By Svenja O’Donnell
Aug. 10 (Bloomberg) -- A U.K. housing-market gauge showed the first decline in prices for a year in July as demand for homes fell, in a sign the economic recovery may be losing steam.
The number of real-estate agents and surveyors saying prices fell exceeded those reporting gains by 8 percentage points, compared with a positive reading of 8 in June, the London-based Royal Institution of Chartered Surveyors said in an e-mailed report today. A third more real-estate agents reported an increase rather than a drop in properties for sale.
The housing market is faltering just as services and manufacturing also show signs of weakening after the economy’s fastest quarter of expansion for four years. Economists say Bank of England officials may cut their growth forecasts tomorrow after they kept up emergency stimulus last week to aid the recovery during the deepest spending cuts since World War II.
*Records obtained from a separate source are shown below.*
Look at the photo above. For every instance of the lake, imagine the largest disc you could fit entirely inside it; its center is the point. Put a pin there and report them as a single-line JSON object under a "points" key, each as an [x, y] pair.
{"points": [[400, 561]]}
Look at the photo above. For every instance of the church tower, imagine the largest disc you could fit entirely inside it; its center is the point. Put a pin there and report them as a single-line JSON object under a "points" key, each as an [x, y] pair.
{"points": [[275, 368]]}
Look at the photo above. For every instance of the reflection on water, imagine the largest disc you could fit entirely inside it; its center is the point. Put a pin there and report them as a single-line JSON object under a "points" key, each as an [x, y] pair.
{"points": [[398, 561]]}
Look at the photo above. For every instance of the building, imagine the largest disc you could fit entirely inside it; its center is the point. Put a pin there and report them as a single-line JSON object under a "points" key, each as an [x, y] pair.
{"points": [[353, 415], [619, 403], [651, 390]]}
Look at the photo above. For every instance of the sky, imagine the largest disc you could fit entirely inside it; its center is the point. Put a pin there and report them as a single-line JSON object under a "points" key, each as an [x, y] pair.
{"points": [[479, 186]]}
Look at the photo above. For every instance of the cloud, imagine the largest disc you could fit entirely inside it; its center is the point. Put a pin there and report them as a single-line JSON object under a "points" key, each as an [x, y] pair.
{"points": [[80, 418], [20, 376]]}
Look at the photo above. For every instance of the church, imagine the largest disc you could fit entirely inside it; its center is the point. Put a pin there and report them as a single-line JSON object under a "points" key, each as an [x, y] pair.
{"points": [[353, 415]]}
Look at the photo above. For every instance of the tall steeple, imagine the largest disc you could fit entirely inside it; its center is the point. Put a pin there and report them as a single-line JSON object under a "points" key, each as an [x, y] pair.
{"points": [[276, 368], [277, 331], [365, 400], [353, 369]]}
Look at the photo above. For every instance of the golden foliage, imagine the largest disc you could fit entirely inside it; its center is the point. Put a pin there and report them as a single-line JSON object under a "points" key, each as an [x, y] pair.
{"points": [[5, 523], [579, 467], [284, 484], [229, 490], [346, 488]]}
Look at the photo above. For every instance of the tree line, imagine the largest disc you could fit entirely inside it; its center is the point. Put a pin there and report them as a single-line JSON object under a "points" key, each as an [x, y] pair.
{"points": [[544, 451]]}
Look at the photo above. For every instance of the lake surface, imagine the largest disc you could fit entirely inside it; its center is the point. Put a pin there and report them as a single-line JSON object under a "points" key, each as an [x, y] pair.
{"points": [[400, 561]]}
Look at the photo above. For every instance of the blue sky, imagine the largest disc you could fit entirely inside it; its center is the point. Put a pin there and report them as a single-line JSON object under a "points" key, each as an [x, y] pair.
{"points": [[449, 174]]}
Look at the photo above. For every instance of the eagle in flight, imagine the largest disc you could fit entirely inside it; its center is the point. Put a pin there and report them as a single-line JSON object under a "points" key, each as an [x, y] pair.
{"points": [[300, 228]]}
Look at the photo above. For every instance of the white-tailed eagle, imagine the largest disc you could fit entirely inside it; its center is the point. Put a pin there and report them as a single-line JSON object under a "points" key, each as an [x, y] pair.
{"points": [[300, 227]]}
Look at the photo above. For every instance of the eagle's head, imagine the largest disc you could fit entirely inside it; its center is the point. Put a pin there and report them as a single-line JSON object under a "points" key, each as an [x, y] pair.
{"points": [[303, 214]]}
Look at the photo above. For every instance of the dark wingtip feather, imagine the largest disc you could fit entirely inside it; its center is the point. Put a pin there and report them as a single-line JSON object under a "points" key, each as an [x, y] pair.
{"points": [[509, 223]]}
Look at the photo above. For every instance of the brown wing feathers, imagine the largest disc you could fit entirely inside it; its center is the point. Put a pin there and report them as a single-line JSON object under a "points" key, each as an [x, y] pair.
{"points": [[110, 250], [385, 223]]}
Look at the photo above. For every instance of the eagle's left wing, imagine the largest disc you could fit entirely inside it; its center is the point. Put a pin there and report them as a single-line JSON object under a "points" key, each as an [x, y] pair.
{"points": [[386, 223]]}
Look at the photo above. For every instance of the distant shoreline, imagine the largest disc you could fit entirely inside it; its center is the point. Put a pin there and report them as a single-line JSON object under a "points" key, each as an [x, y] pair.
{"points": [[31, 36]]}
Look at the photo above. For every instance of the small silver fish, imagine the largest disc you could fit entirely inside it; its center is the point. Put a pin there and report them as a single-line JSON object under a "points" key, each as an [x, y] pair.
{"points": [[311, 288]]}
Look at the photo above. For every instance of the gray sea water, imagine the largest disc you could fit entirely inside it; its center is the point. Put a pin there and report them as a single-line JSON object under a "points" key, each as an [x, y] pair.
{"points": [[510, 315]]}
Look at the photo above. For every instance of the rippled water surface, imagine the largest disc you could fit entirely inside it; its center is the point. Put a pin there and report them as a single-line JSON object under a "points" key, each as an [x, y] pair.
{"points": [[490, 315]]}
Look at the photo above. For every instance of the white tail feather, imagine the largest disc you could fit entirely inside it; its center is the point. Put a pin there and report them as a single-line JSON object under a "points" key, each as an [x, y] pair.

"Since the election and budget, confidence and interest in property seems to have declined," Murray Wills, a real-estate agent at Page and Wells in Maidstone, Kent, southern England, said in the report. "Mortgages are not easy to secure and the threat of redundancy may be an underlying factor."
The pound fell about 0.9 percent against the dollar today, and traded at $1.5789 as of 7:56 a.m. in London.
U.K. banks approved fewer mortgages in June and Nationwide Building Society and Hometrack Ltd. both also reported falling home values in July. RICS said 28 percent more real-estate agents expected prices to fall than those expecting gains in coming months, compared with 6 percent in June.
‘Softer Trend’
"The forward-looking price expectations numbers suggest that this softer trend will continue through the second half,"
Ian Perry, a spokesman for RICS, said in a statement.
A separate report by the National Association of Estate Agents today showed the number of people looking for a home rose in July. The total of house hunters registered per branch of estate agent increased on average to 292 in July from 279 the previous month, the NAEA said in an e-mailed statement today.
While the economy grew 1.1 percent in the second quarter, almost four times the pace of the previous three months, surveys by Markit Economics and the Chartered Institute of Purchasing and Supply suggest expansion slowed in July. A British Retail Consortium survey released today showed stores posted slower sales growth in July, with retail sales values rising an annual
0.5 percent, compared with a 1.2 percent increase in June.
The Bank of England kept its benchmark interest rate at a record low of 0.5 percent on Aug. 5, and maintained its bond purchase program at 200 billion pounds ($316 billion). Governor Mervyn King will present the bank’s new quarterly forecasts at a press conference at 10:30 a.m. tomorrow in London.